El enigma de las bases militares: Acuerdos de 1954 bajo la lupa
Uno de los puntos más críticos de la agenda soberanista de Meloni ha sido el estatus de las bases militares estadounidenses en suelo italiano. Siguiendo la línea marcada por el gobierno español de Pedro Sánchez, Meloni aclaró que el uso de estas instalaciones debe ceñirse estrictamente a lo que “prevén los acuerdos bilaterales”. La primera ministra recordó que los tratados firmados en 1954 contemplan únicamente autorizaciones logísticas y de repostaje, “operaciones que no incluyen bombardear”.
El ministro de Defensa, Guido Crosetto, calificó estos acuerdos —rodeados históricamente de un halo de misterio— como “idénticos” a los que posee España. No obstante, Meloni subrayó que cualquier solicitud extraordinaria de Estados Unidos que exceda lo pactado tendría que ser sometida al voto del Parlamento. Aunque su gobierno goza de una mayoría sólida, el costo político de una participación activa en bombardeos estratégicos desde territorio nacional parece ser un riesgo que la líder italiana no está dispuesta a correr por ahora.
Misiones de defensa y la crítica de la oposición
Pese al discurso de no intervención bélica, Italia no permanecerá ausente del tablero.

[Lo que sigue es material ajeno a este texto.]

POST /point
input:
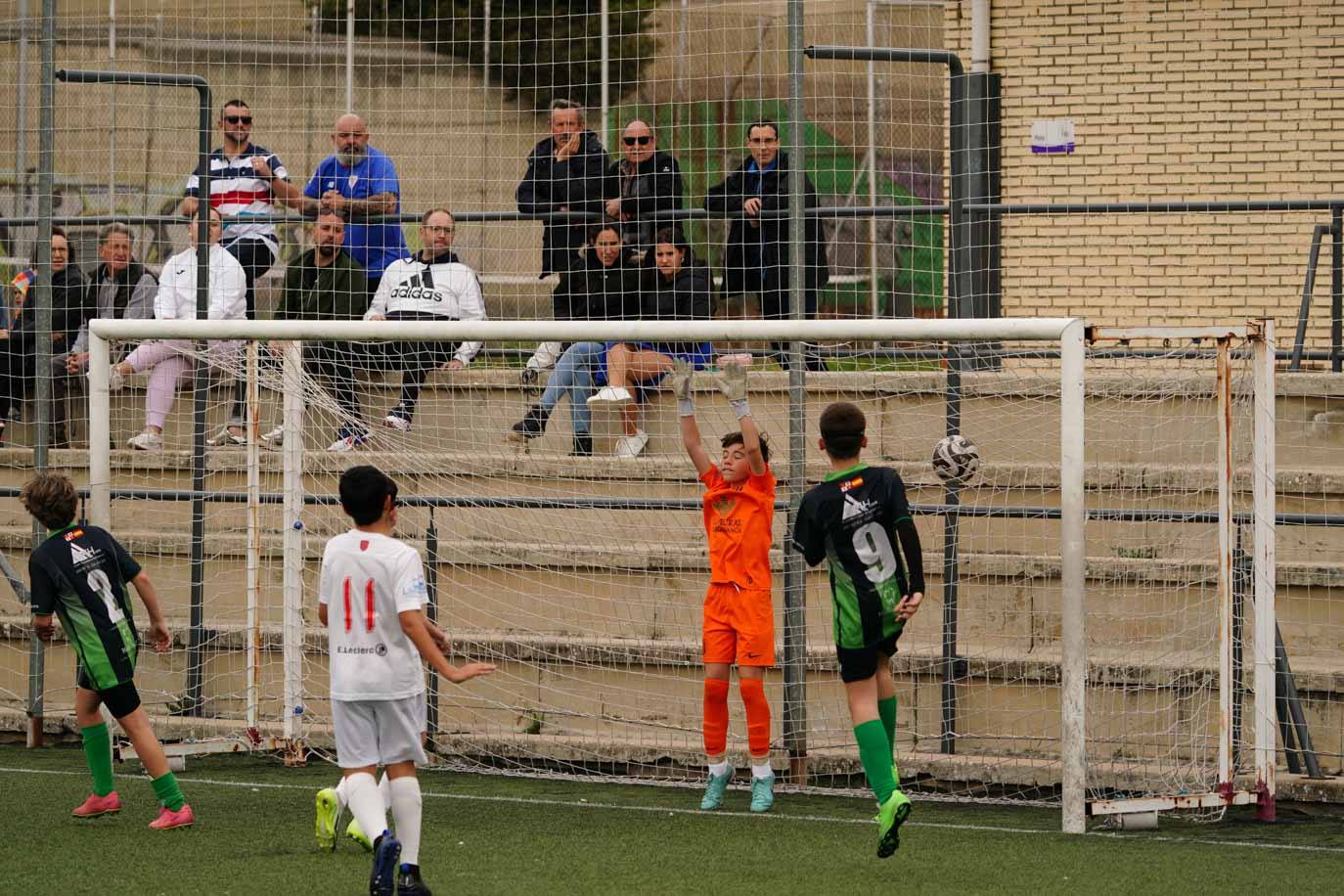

El Ejecutivo ha confirmado que enviará ayuda en defensa aérea a los países del Golfo y colaborará con españoles y franceses en el despliegue de apoyo en Chipre. Esta postura ha sido duramente criticada por la oposición progresista. Lia Quartapelle, del Partido Democrático, señaló que, a diferencia de Italia, el presidente español ha puesto un límite claro con su crítica abierta, mientras que Roma se refugia en acuerdos secretos cuya interpretación bajo la administración Trump genera incertidumbre.
La estrategia de Meloni parece ser clara: ejercer una neutralidad técnica que cumpla con los compromisos de la OTAN sin arrastrar al país a una guerra abierta. En un momento donde el sistema internacional parece fracturarse, Italia intenta proteger su soberanía y la seguridad de sus ciudadanos, manteniendo las bases americanas como puntos de apoyo logístico, pero no como plataformas de ataque directo.